In the world of mathematical statistics, there is a constant confrontation between adepts of different paradigms. This is a constant source of confusion for many researchers who struggle to pick out the proper approach to follow. For example, how to choose between the frequentist and Bayesian approaches? Since these paradigms may produce inconsistent results (e.g., see Lindley’s paradox), some choice has to be made. The easiest way to conduct research is to pick a single paradigm and stick to it. The right way to conduct research is to carefully think.
In my learning journey, I have passed periods of being a fanatic of different paradigms. I remember myself being an NHST adherent, a p-value hater, a Bayesian enthusiast, a likelihoodist fan, and a robust statistics devotee. Each time, I vigorously promoted my favorite approach and tried to convince everyone that it was the only correct one and that it should be applied everywhere. Now, I feel like these arguments are pointless without context. Each statistical method has its own area of applicability and its own limitations. There are no “good” and “bad” approaches, there are only “proper” and “improper” approaches in the context of a particular problem. Instead of arguing which statistical paradigm is better in general, it is better to focus on which paradigm is a better match for the given task. For example, a great solution to the p-value problem is not a blind p-value ban, but the correctly used p-values.
Each paradigm properly suits a special set of problems for which it was designed. The primary work of a researcher is to thoroughly formalize the target problem: understand the true business goals, and write down all the requirements and limitations. Only after that, one can start looking for proper statistical tools. Having a properly written problem definition, this search becomes a mechanical task: we can just enumerate different techniques and check how they match the problem. With a deep understanding of business goals, it’s easy to build a validation mechanism for potential statistical approaches and compare them by formal criteria. When we discuss statistics “in general,” nobody could win in the paradigm battle. Adherents of each approach implicitly assume their own context, which prevents them from productive discussions with their opponents.
Modern statistics provides a wide variety of approaches for different problems. If you want to control the false-positive rate in a long series of experiments, the Neyman-Pearson frequentist statistics provides great tools for that. Want to get the most reasonable result for a single experiment? Bayesian statistics is the way to go. If you don’t have proper priors, check out the likelihoodist statistics. Curious about the practical significance? The estimation statistics are here to help. The data is not normally distributed? The nonparametric statistics will come to the rescue. Have frequent outliers? The robust statistics will save the day. Have multiple corner cases? The defensive statistics will help you out.
Once I accepted the beauty of the statistical method diversification, I got my next revelation: none of the classic statistical methods are applicable to real-life problems as-is. The design of analysis procedures always implies some assumptions. We have to operate with mathematical models that give us some approximation of reality, but these models are never perfect. For example, there are hundreds of methods that require data normality, but the perfect normal distribution doesn’t exist in nature. Many researchers enjoy exploring the asymptotic properties of their favorite methods, but real-life samples typically contain a finite number of observations. A typical assumption in the context of continuous distributions is the absence of tied values, but in practice, the resolution of our instruments is limited and ties are inevitable. Every single assumption can be violated.
Everything is a tradeoff. We can evaluate the applicability of a statistical method using various criteria. Unfortunately, it’s a rare situation when a single method perfectly matches all the criteria. There is always a tradeoff between various properties. The list of tradeoffs in statistics is imposing: bias vs. variance, accuracy vs. precision, robustness vs. efficiency, false-positive vs. false-negative vs. sample size vs. effect size, overfitting vs. underfitting, componential complexity vs. approximation accuracy, double descent problem, and so on. In most cases, we just physically can’t achieve the best possible result in all the criteria simultaneously.
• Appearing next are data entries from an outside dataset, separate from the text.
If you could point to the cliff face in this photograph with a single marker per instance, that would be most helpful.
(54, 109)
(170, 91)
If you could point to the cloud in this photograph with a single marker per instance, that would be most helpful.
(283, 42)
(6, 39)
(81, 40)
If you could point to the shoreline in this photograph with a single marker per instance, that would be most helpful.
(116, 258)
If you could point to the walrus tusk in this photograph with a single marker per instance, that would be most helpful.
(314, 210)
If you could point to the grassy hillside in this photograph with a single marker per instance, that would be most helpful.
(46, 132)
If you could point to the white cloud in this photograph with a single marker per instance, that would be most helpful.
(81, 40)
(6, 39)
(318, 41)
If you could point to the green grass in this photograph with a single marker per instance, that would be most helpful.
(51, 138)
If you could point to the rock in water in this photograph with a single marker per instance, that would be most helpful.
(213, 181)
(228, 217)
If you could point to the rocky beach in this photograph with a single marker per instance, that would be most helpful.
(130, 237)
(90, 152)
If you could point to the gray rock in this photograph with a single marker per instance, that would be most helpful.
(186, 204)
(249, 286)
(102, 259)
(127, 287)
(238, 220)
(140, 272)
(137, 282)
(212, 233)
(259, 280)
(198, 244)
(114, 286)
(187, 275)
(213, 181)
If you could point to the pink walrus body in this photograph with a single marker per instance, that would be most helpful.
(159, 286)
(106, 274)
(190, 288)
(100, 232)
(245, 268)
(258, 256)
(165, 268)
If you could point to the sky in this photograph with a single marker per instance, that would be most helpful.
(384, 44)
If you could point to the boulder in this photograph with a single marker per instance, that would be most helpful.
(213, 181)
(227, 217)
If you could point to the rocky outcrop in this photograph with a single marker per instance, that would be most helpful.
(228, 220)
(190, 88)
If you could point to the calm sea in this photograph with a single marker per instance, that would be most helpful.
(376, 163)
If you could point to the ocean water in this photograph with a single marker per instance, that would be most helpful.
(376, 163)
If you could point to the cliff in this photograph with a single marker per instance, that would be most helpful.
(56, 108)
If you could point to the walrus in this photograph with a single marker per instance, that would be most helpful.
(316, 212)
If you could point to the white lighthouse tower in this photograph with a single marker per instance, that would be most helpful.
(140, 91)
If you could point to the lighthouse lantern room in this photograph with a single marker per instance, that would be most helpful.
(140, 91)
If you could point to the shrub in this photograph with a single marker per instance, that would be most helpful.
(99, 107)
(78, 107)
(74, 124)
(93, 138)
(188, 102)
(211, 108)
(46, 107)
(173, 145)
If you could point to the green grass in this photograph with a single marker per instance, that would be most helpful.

We have to define the proper balance between the business requirements. Since “pure” mathematical methods tend to optimize a specific set of criteria, it is not always possible to achieve the optimal balance by sticking to a single approach.
A pragmatic alternative to the straightforward usage of a “pure” version of a statistical method is to combine multiple methodologies. This approach can be referred to as “eclectic statistics”. The core idea is not just to pick up the most appropriate paradigm for the current problem but to enhance its properties by incorporating additional techniques. If we do not limit ourselves to a single solution, we can achieve awesome results with decent statistical efficiency and robustness, optimal tradeoffs between various criteria, and proper handling of corner cases.